To understand the results of this study, the potential mechanisms by which hamstrings ROM was improved needs to be differentiated. The changes in hamstrings ROM within this study are likely attributed to mechanical and neurophysiological factors. The gains produced by SS may be related to an increase in the viscoelasticity and decreased stiffness of muscular and connective tissues which enhances muscular extensibility (Medeiros et al., 2016). This mechanical adaptation to SS has been questioned. An alternative explanation is that SS increases the sensory capacity to tolerate the discomfort associated with SS, resulting in improved muscle ROM (Behm et al., 2016; Konrad and Tilp, 2014; Medeiros et al., 2016). Regardless of the mechanism, evidence supports the use of SS for gains in muscle ROM (Lempke et al., 2018; Behm et al.,2016; Bandy et al., 1997; Nishikawa et al.,2015; O’Hora et al., 2011, Puentedura et al., 2011; Page, 2012). The neurophysiological effects associated with LSMT have been demonstrated to decrease hamstrings muscle activity (sEMG) allowing for an increase in hamstrings ROM (Chesterton and Payton, 2017; Chesterton et al., 2018; Szlezak et al., 2011). Additionally, from the hypoalgesia response associated with spinal mobilization (Lascurain-Aguirrebeña et al., 2016), it is possible there is an increased tolerance to stretching, resulting in greater hamstrings ROM. Specifically, it has been reported that spinal mobilization results in a central nervous system mediated endogenous pain inhibition system, which may produce a hypoalgesia effect locally or distally from the site of mobilization (Coronado et al., 2012). These products of LSMT may account for the hamstrings ROM gains observed in the current study. Based on findings from the current study, there is not a greater gain in hamstrings ROM by combining LSMT and SS. This in part may be due to a ceiling effect of the physiological responses produced individually from LSMT and SS. Although, the physiological mechanisms of SS and LSMT may differ, we found both to have equally beneficial effects for increasing hamstrings ROM.

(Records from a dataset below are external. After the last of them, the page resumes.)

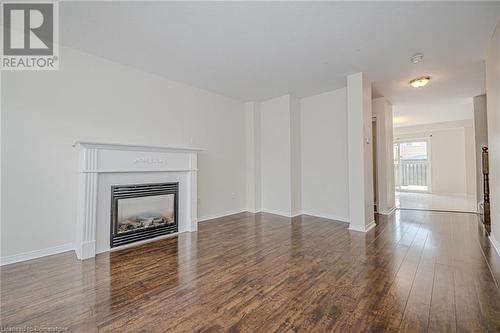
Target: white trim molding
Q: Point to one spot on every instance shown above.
(123, 162)
(36, 254)
(326, 216)
(388, 212)
(223, 214)
(366, 228)
(495, 243)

Limitations to this study include the lack of diversity in the population’s age and power. It is possible that a more diverse age range and larger population may have resulted in different results. The population was reduced to asymptomatic participants thus the potential effects in individuals with a current or previous hamstrings injury are unknown. The study investigated the immediate effects of the interventions, therefore, the effect over time is undetermined.

Due to the limitations of the population’s age range, investigations of the effects over a wider life span are warranted. In order to assess the viability of this research for clinical application, studies on individuals with pre-existing or current conditions associated with decreased hamstrings ROM are necessary. Future research is required on the location, grade, and duration of LSMT to determine the optimal effects on hamstrings ROM. The establishment of a patient reported anchored based MCID for the AKET would further aide in predicting the clinical outcome when selecting interventions for hamstrings ROM deficits.

Evidence is limited on the efficacy of adding LSMT to a SS program for increasing hamstrings ROM. The results provide preliminary evidence that the combination of LSMT and SS does not have a further effect on hamstrings ROM compared to the individual results of LSMT or SS. Clinicians may utilize this finding to support clinical management of the hamstring muscle group.